Now then, that 34mm tube. The 34mm tube seems utterly pointless in this application. The whole reason for using one is to either make larger, easier and cheaper to manufacture lens elements so you get good optical quality for less money, or to provide for greater turret adjustment range. It seems that they didn’t go with the range option as this scope sports a pretty large but not atypical 35mils (120MOA) of up (I have seen variables with up to 70MILS of up). Windage capacity wasn’t nearly so generous either, about 1/2 of the elevation range in practice so you’d think that the lens elements were where they spent the money. It’s not. What you end up with from the 34mm tube is not a quality image. What you really get out of it is having to buy rings that cost 2-5x as much as a 30mm ring and that’s about it. Think about it. You can’t use the extra up if you can’t use enough magnification to see a small target far enough to need the extra up.
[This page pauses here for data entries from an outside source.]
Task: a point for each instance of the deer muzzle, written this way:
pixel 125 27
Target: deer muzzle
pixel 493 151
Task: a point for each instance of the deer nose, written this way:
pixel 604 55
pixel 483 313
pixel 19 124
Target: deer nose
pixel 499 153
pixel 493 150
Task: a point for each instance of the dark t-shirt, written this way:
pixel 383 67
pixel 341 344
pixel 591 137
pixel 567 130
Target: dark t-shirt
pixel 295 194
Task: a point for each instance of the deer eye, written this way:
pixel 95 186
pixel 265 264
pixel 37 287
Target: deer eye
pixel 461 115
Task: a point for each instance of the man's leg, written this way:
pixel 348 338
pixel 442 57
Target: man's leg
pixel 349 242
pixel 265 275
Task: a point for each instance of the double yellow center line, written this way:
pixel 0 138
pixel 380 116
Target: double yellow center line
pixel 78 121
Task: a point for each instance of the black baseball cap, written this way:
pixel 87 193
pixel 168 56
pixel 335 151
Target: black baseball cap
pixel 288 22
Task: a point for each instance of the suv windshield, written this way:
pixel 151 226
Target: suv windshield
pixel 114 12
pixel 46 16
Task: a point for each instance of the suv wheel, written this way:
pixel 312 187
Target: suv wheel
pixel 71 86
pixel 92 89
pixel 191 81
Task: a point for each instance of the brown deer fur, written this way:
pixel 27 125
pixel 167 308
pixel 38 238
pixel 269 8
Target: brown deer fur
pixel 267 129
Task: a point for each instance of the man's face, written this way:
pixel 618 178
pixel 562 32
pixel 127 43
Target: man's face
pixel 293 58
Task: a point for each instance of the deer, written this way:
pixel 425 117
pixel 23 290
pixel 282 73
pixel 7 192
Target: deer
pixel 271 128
All in all, this was the single worst use of $400 I have ever managed to execute. I didn’t even feel right about selling the thing on without heavily discounting the price and telling the buyer exactly what they were in for. I would imagine that the EP4 line is substantially better and I would be willing to bet a crispy $1 bill that’ll work in any machine that they’re going to have to jack the price on the EP4 into the damned stratosphere so they can afford to sell more of them. If not, then Arken Optics will, in my prediction, end up as the next Barska or NCStar or Centerpoint… making some of the shittiest scopes in the world for some of the most gullible motherfuckers ever born.